La ginnastica artistica in Italia… Una buona scuola?
Beh lo dicono i risultati. Una volta non ci qualificavamo quasi mai per le olimpiadi, adesso siamo una delle cinque-sei squadre migliori del mondo. Io ho la fortuna di allenarmi con il mio coach, Enrico Casella, nell’Accademia Internazionale di Brescia, fiore all’occhiello delle strutture italiane ed europee e scuola di grandissimo livello.
Un momento della tua carriera che ricordi con particolare affetto? Hai mai avuto ripensamenti?
Quando vinsi il titolo di campionessa del mondo in Danimarca nel 2006 mi ricordo che non capivo niente. Tutti che si complimentavano, mi baciavano, mi prendevano in braccio. Quello è stato certamente un momento che non dimenticherò mai. Ma forse quello che ricordo con maggior affetto è il titolo europeo che ho vinto l’anno scorso a Sofia nella specialità del corpo libero. Otto anni dopo la vittoria del titolo mondiale, dopo tutte le vicissitudini che avevo passato, ero di nuovo lì sul gradino più alto con una medaglia d’oro al collo. Bellissimo.

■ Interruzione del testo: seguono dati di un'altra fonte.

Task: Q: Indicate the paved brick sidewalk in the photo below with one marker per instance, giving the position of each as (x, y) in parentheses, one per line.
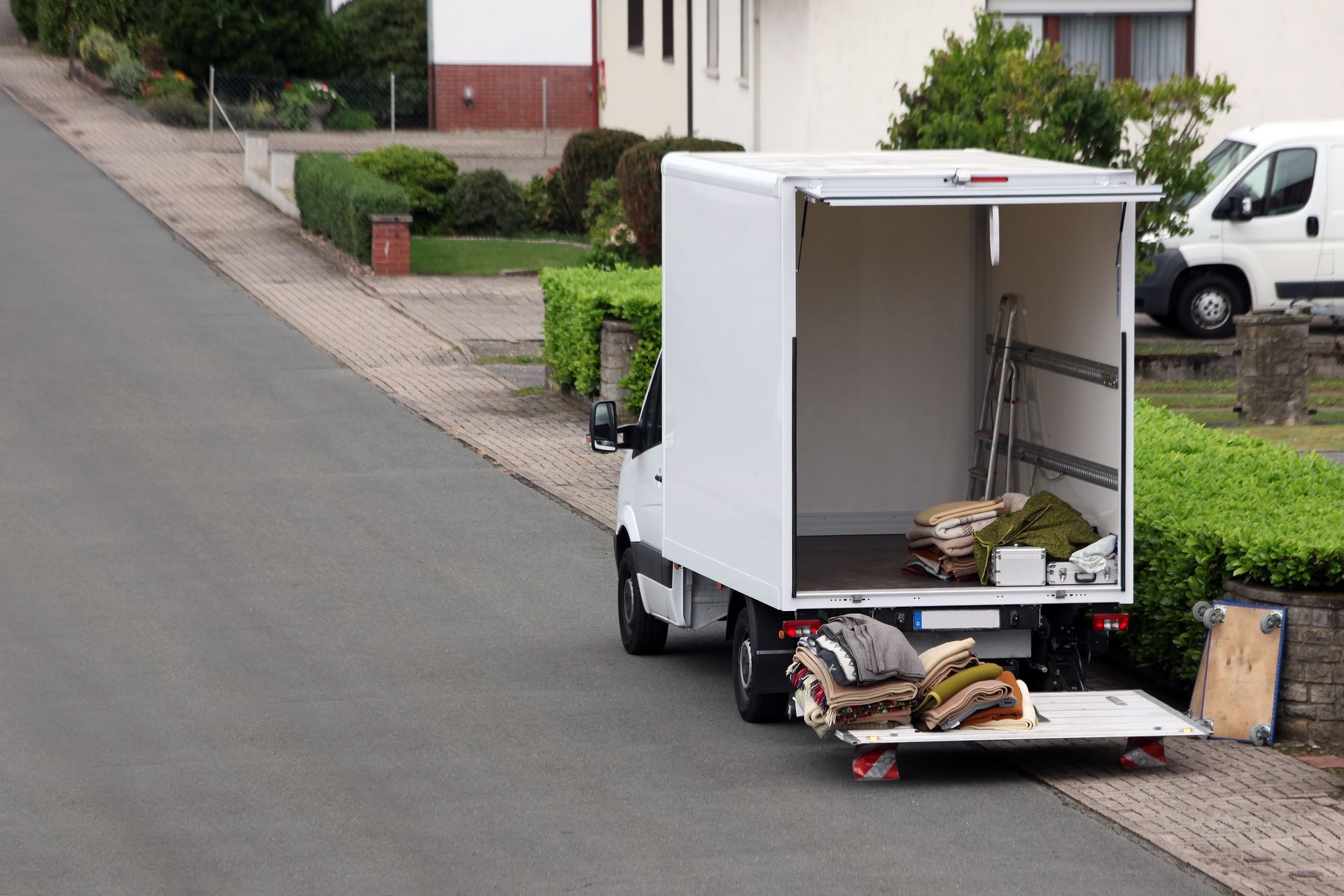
(1254, 820)
(201, 197)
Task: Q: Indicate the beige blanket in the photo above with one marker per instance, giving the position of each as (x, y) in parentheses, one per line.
(955, 510)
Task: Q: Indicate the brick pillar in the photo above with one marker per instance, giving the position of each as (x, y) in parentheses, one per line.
(391, 248)
(1273, 368)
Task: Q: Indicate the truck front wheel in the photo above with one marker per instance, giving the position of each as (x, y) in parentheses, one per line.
(753, 706)
(641, 634)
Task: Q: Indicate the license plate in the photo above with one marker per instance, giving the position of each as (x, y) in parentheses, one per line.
(956, 620)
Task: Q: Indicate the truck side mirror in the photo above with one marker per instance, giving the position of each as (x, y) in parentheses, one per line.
(603, 428)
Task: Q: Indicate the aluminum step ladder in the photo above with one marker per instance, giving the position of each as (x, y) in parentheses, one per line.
(1000, 388)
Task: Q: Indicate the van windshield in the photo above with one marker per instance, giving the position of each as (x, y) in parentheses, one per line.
(1221, 163)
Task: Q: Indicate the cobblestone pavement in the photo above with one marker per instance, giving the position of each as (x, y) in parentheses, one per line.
(518, 153)
(1254, 820)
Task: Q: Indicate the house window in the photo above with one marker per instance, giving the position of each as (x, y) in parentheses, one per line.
(1159, 49)
(668, 50)
(635, 24)
(711, 27)
(746, 39)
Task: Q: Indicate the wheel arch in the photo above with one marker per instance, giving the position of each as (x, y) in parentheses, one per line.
(1230, 272)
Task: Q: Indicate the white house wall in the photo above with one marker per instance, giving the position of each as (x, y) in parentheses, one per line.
(1285, 62)
(644, 92)
(526, 33)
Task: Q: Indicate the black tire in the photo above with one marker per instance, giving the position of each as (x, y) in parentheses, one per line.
(641, 634)
(1208, 304)
(752, 704)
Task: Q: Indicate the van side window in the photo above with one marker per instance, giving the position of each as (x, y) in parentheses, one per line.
(651, 416)
(1281, 184)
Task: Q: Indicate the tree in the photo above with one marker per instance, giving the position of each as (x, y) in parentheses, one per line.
(992, 92)
(385, 35)
(251, 36)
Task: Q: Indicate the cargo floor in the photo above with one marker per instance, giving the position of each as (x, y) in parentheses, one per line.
(859, 564)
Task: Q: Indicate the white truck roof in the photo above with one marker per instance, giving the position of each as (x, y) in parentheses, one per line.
(910, 176)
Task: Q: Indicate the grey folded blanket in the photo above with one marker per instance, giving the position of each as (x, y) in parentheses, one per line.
(879, 652)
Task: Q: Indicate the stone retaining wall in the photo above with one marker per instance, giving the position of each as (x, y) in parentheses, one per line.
(1310, 688)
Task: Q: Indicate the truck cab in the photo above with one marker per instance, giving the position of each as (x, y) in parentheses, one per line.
(1264, 235)
(832, 337)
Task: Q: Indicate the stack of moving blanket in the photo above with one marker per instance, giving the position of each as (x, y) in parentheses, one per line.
(942, 539)
(855, 672)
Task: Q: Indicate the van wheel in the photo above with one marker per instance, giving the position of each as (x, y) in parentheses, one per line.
(641, 634)
(752, 704)
(1208, 305)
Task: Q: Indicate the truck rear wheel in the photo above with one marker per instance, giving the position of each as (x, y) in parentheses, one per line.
(641, 634)
(753, 706)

Come ti senti davanti ad un pubblico numeroso e ad una giuria?
Gareggiare nelle grandi competizioni internazionali è eccitante per un’atleta. La giuria non mi fa più nessun effetto. Quando alzo la mano per iniziare il mio esercizio sono io contro me stessa. La giuria è un aspetto estraneo che sarà benevole se faccio bene e mi bastonerà se sbaglio. Ma il bene o il male lo decido io.
Hai un rituale pre-gara?
Una volta ne avevo. Quando ero ragazzina per esempio, prima di iniziare un esercizio, guardavo sempre nella direzione dove era seduto in tribuna il mio papà. Adesso no. Non più.

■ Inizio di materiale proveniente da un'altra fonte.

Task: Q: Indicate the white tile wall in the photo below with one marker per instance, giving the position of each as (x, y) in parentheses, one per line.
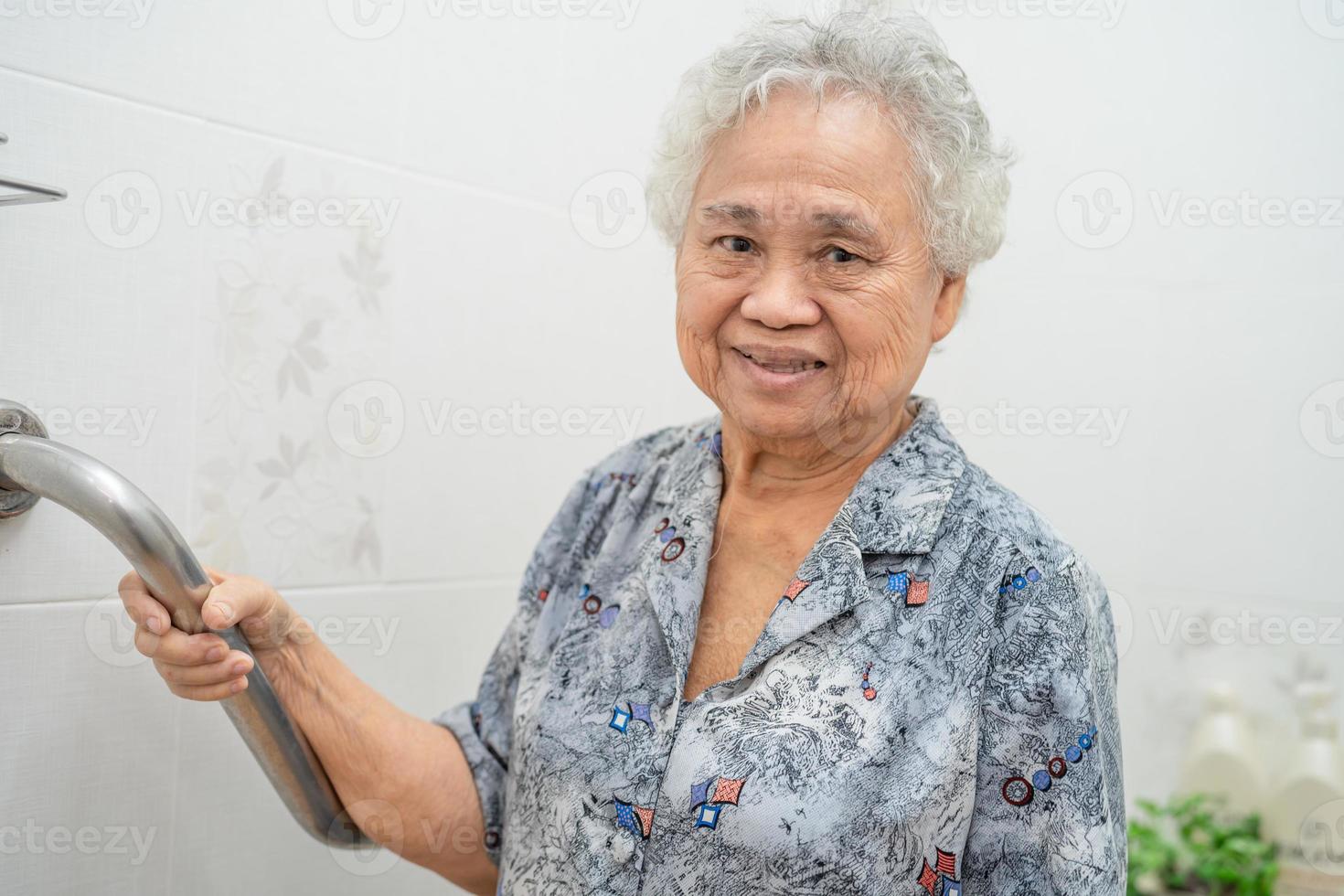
(220, 363)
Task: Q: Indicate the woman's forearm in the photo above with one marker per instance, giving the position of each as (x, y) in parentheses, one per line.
(405, 781)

Cosa consiglieresti alle tante giovani che si avvicinano a questo sport?
Che praticare la ginnastica artistica è per tutti. Praticarla ad alto livello è per pochi. Dico anche che tutti gli sport richiedono molti sacrifici. La ginnastica artistica forse un po’ di più. Di rincorrere i propri sogni, i propri obiettivi e non quelli di mamma o papà. Quello che ti dà la ginnastica artistica io penso, ma sono di parte, che nessun altro sport lo possa regalare.
Progetti futuri?
Mi credete se vi dico che non lo so? Punto ad arrivare a disputare le Olimpiadi di Rio del prossimo anno, poi presumo mi fermerò e cercherò di fare qualcos’altro. Non credo di rimanere in questo ambiente, vorrei fare qualcosa di diverso, ma adesso penso solo ad allenarmi.